La scène d'ouverture donne un ton inattendu de détresse conjugale, alors que la New-Yorkaise pragmatique Hilary Swank se bat avec son mari, un Irlandais insouciant et impétueux interprété par Gerard Butler. Un peu plus loin que le générique, Swank assiste à la veillée de Butler dans un pub irlandais local quelques années plus tard, entourée de ses proches, dont ses amies Gina Gershon et Lisa Kudrow, et sa mère Kathy Bates, qui ne s'est jamais beaucoup souciée de Butler. Le jour de son 30e anniversaire, Swank reçoit la première d'une série de lettres que Butler lui a écrites avant sa mort, chacune destinée à lui faire signe de sortir de leur appartement exigu et à redécouvrir le monde sans lui. De quelque chose d'aussi petit que de prendre le devant de la scène lors d'une soirée karaoké à quelque chose d'aussi grand que de voyager avec des amis vers la mère Irlande, Swank fait des choses qu'elle n'aurait jamais envisagées autrement. Elle commence également à voir quelqu'un de nouveau, un barman sympathique joué par Harry Connick, Jr.
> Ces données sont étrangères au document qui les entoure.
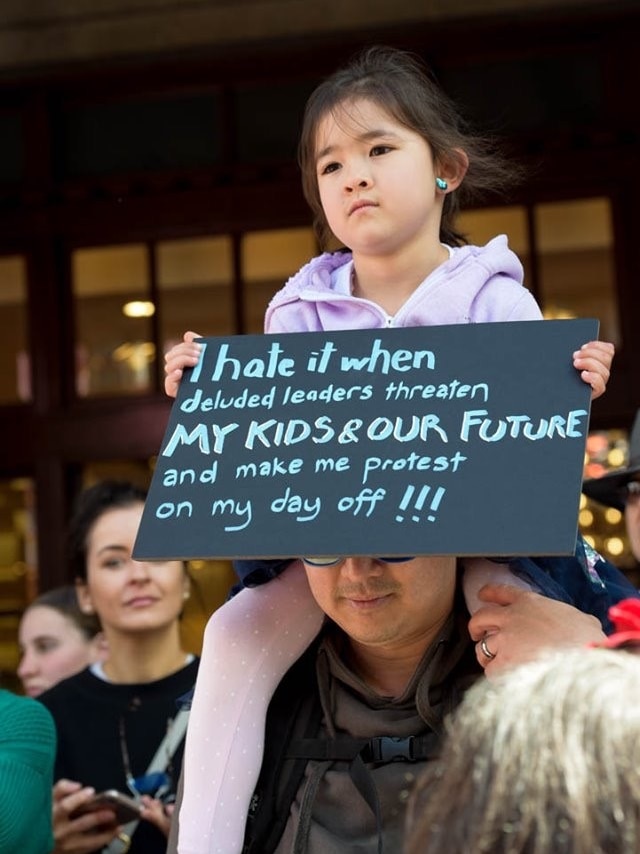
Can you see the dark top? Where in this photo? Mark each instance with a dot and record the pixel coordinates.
(87, 712)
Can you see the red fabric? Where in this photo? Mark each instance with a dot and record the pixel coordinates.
(626, 619)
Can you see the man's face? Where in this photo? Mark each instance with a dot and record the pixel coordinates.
(389, 606)
(632, 519)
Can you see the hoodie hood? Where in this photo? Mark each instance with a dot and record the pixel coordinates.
(478, 284)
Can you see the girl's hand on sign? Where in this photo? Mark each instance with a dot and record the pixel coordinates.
(180, 356)
(593, 360)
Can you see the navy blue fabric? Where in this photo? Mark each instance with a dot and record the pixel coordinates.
(585, 580)
(256, 571)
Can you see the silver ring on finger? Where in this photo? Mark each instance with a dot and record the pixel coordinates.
(485, 649)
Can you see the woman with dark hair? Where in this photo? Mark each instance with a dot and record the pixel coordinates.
(118, 722)
(56, 640)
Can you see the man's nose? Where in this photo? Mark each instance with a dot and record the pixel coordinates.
(358, 568)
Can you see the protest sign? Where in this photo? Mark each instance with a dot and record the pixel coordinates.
(465, 440)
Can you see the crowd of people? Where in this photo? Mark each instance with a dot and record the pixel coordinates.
(341, 703)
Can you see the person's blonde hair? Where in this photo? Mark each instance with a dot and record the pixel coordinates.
(545, 760)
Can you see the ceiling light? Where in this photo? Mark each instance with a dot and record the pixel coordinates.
(138, 308)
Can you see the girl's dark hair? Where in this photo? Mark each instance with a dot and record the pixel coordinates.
(399, 82)
(65, 601)
(89, 507)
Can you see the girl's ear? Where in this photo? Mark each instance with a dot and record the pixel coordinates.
(453, 168)
(84, 597)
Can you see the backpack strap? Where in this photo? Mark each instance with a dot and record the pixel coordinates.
(294, 708)
(378, 751)
(293, 722)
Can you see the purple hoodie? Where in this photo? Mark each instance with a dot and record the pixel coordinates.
(478, 284)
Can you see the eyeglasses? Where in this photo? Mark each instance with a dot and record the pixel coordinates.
(332, 560)
(631, 491)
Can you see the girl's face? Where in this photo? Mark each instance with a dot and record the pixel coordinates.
(52, 648)
(129, 596)
(376, 180)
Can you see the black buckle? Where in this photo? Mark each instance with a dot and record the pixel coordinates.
(388, 748)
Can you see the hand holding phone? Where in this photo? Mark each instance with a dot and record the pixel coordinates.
(126, 809)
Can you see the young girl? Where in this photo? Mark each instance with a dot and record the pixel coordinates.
(386, 161)
(113, 717)
(56, 640)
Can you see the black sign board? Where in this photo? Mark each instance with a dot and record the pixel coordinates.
(465, 440)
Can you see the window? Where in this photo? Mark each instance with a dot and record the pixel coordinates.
(15, 378)
(114, 351)
(576, 270)
(269, 258)
(195, 279)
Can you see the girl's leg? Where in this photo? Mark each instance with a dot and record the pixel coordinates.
(249, 644)
(479, 571)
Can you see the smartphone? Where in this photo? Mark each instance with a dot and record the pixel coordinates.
(124, 807)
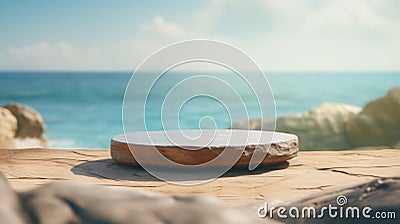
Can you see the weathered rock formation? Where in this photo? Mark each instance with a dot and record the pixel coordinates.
(21, 126)
(8, 127)
(72, 202)
(378, 123)
(340, 126)
(320, 128)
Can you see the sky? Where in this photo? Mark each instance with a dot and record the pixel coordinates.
(280, 35)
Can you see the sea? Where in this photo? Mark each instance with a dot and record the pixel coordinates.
(84, 109)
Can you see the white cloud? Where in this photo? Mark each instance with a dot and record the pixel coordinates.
(310, 35)
(43, 55)
(280, 35)
(160, 28)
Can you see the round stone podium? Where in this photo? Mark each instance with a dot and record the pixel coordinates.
(194, 147)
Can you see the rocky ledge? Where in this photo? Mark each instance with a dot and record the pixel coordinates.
(21, 127)
(130, 195)
(340, 126)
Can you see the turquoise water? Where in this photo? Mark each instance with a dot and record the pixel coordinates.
(83, 109)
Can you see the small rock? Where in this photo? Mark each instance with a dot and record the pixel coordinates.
(30, 123)
(378, 123)
(8, 127)
(321, 128)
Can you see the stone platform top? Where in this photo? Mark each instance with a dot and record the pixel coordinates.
(309, 173)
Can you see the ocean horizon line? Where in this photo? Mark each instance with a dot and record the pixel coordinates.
(196, 71)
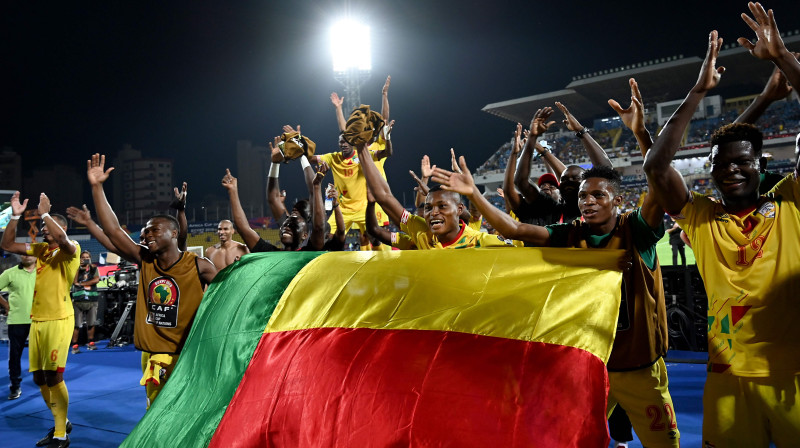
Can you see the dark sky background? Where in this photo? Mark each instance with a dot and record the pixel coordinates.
(186, 79)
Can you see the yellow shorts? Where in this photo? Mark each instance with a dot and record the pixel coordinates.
(48, 345)
(358, 220)
(152, 388)
(644, 394)
(749, 412)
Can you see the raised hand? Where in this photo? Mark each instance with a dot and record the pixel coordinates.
(275, 150)
(337, 102)
(461, 183)
(453, 163)
(425, 170)
(287, 128)
(385, 88)
(322, 170)
(710, 74)
(769, 44)
(44, 204)
(18, 208)
(570, 121)
(229, 182)
(539, 123)
(95, 169)
(81, 216)
(633, 116)
(422, 186)
(179, 203)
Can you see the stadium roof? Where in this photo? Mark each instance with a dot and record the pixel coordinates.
(662, 81)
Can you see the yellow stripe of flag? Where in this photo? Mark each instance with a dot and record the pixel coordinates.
(559, 296)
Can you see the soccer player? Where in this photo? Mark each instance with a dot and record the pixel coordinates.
(52, 316)
(637, 374)
(440, 227)
(227, 250)
(294, 229)
(84, 300)
(171, 283)
(19, 282)
(748, 253)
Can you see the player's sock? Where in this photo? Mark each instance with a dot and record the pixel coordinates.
(59, 399)
(45, 394)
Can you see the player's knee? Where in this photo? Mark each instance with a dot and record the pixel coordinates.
(53, 377)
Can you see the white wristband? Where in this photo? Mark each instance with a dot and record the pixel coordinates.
(274, 169)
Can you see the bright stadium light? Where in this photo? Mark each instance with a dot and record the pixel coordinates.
(351, 51)
(350, 46)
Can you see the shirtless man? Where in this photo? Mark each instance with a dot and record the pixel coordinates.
(227, 250)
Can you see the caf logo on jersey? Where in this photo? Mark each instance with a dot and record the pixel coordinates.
(163, 291)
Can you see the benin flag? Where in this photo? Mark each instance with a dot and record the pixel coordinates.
(478, 347)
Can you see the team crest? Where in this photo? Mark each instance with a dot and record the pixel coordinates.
(767, 210)
(163, 300)
(163, 291)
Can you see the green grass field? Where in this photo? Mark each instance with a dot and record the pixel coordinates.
(665, 252)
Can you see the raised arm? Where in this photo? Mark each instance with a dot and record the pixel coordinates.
(512, 198)
(373, 229)
(333, 194)
(274, 198)
(633, 117)
(422, 183)
(8, 243)
(337, 104)
(385, 99)
(597, 155)
(97, 174)
(179, 204)
(317, 237)
(463, 183)
(84, 217)
(387, 135)
(769, 44)
(665, 183)
(249, 235)
(539, 125)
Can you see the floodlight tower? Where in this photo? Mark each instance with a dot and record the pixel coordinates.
(352, 60)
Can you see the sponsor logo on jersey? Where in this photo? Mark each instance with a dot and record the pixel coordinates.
(163, 300)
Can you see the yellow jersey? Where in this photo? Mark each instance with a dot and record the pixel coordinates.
(352, 187)
(750, 267)
(417, 230)
(55, 272)
(402, 241)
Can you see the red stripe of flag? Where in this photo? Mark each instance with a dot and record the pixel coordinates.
(362, 387)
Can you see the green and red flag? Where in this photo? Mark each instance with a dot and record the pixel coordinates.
(476, 347)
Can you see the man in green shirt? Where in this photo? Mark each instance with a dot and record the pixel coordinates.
(19, 282)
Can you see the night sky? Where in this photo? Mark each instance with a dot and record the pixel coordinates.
(185, 80)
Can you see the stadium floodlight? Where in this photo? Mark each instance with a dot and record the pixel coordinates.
(351, 49)
(350, 46)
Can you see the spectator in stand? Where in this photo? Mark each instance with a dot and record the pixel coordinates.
(84, 300)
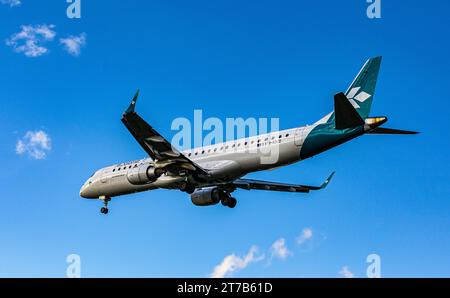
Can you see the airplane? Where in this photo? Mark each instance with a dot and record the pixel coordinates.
(210, 174)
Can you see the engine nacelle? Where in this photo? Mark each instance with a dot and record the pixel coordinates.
(207, 196)
(143, 174)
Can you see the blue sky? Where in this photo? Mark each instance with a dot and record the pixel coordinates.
(284, 59)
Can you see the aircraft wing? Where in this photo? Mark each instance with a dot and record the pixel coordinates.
(275, 186)
(156, 146)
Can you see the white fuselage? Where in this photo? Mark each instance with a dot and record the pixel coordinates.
(225, 161)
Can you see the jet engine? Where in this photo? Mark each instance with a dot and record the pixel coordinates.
(207, 196)
(143, 174)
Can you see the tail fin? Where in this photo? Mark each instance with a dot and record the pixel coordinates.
(345, 115)
(361, 91)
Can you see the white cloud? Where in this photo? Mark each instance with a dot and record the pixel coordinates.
(345, 272)
(11, 3)
(279, 249)
(73, 44)
(232, 263)
(306, 235)
(34, 143)
(30, 39)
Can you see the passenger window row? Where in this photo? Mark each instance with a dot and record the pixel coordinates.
(224, 148)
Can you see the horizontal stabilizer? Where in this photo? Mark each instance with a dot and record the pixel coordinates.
(391, 131)
(346, 115)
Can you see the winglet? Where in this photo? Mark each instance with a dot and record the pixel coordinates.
(133, 103)
(327, 181)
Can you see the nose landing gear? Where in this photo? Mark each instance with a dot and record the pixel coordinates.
(105, 210)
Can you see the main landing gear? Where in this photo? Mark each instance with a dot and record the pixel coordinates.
(105, 210)
(227, 200)
(187, 187)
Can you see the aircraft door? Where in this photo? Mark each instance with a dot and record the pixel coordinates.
(298, 138)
Le scénariste-réalisateur Richard LaGravenese est connu comme l'un des scénaristes incontournables d'Hollywood, crédité ou non, mais les films qu'il a réalisés, tels que Vivre tout haut et Écrivains de la liberté , sont plus mémorables pour leurs titres terribles que pour toute distinction durable. Travaillant à partir d'un roman de Cecelia Ahern, LaGravenese apporte de l'intelligence et de la maturité à un genre qui en a cruellement besoin, mais cela ne suffit pas à soutenir cette comédie romantique longue et complètement fade. Avec un casting aussi empilé, cela dit quelque chose que Harry Connick Jr., l'acteur le moins accompli du groupe, donne la seule performance animée en tant que dope bien intentionnée dont la douceur compense un cas grave de retard social. Pour ce que ça vaut, il est bien plus charmant que Butler, mais ça ne sert à rien de rivaliser avec les morts.